La Europa democrática aprieta los dientes a la espera de las trascendentales elecciones italianas de este domingo, en que la candidata de extrema derecha, Giorgia Meloni, puede que lidere los comicios en representación del partido ultra Fratelli d'Italia. Meloni tiene, según coinciden todos los sondeos y analistas transalpinos, todas las cartas a su favor, y con la gran coalición de derecha y extrema derecha, de la que forman parte la Lega de Mateo Salvini y Forza Italia de Silvio Berlusconi, la posibilidad de dar un vuelco histórico en el país y controlar las dos cámaras parlamentarias.

Meloni, con un discurso populista y una imagen que ha cuajado de devolver el orgullo a Italia y de renovación del país, ha aguantado las embestidas de Enrico Letta, que ha tenido la difícil misión de detener el impulso de la ultraderecha en base a su experiencia política, ya que fue primer ministro en los años 2013 y 2014, dos veces ministro entre los años 1998 y 2001, y diputado en el Parlamento Europeo entre 2004 y 2006. Al abandonar en 2014 el palacio Chigi, se alejó de la política para dedicarse a la docencia.
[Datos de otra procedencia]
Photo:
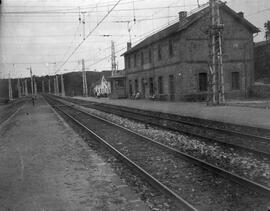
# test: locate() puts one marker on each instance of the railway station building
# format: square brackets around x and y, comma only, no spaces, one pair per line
[172,64]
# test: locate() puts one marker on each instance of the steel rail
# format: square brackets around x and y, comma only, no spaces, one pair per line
[264,153]
[11,115]
[149,178]
[225,174]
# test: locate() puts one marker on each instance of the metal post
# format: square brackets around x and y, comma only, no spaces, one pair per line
[220,59]
[62,86]
[213,63]
[84,79]
[49,84]
[32,85]
[35,86]
[23,88]
[26,87]
[43,87]
[19,88]
[10,93]
[56,84]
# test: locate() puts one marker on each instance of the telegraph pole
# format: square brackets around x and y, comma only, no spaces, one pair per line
[26,87]
[10,93]
[62,86]
[56,85]
[35,86]
[43,87]
[49,84]
[32,85]
[216,75]
[113,58]
[19,88]
[84,79]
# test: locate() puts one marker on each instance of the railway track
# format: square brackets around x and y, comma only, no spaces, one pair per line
[186,179]
[246,138]
[10,111]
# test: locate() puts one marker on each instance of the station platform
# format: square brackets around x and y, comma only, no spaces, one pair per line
[231,113]
[45,165]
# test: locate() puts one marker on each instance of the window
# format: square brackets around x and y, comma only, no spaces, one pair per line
[171,87]
[135,60]
[235,81]
[151,84]
[159,53]
[171,48]
[128,61]
[142,59]
[150,55]
[136,86]
[130,88]
[119,83]
[160,85]
[202,82]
Ahora, al frente del Partito Democratico, busca una carambola casi imposible.

Aunque los partidos tradicionales tienden a responsabilizar la crisis económica del alza de las formaciones políticas de ultraderecha, eso no es del todo cierto y la causa fundamental hay que encontrarla en sus propias políticas, su desafección y alejamiento de la ciudadanía, sus malos gobiernos y la legitimidad que entre unos y otros se da a las formaciones de ultraderecha. España es un claro ejemplo de ello: el Partido Popular ha hecho gobiernos con Vox con una comodidad pasmosa y el PSOE ha jugado con sus votos en el Congreso de los Diputados cuando ha sido necesario. La política de culparse mutuamente ha tenido más fuerza que la de quedarse en minoría por higiene democrática. Es obvio que España no ha hecho como Francia.

Y, como sucede siempre, ahora vienen los lloros, las preocupaciones y las amenazas. Bastaba oír este viernes a la presidenta de la Comisión Europea, Ursula von der Leyen, señalando que Bruselas tenía herramientas suficientes si Italia se alejaba de los principios democráticos, y ponía los ejemplos de Hungría y Polonia como si fueran casos comparables. Italia es la cuarta economía de Europa, uno de los seis países fundadores de la Unión Europea junto a Alemania, Francia, Países Bajos, Bélgica y Luxemburgo, y Roma ha estado presente en todos los tratados históricos que se han firmado. No es, por tanto, Hungría y Polonia por más que lo predique Von der Leyen.

El riesgo de una Europa desunida no es menor, ni tampoco el de una Europa que no tenga consensos para defender los valores democráticos, algo en que, por otro lado, ya se ha ido viendo en los últimos tiempos una cierta crisis. Por eso, los resultados van a ser muy importantes no solo para Italia, sino fuera de sus fronteras.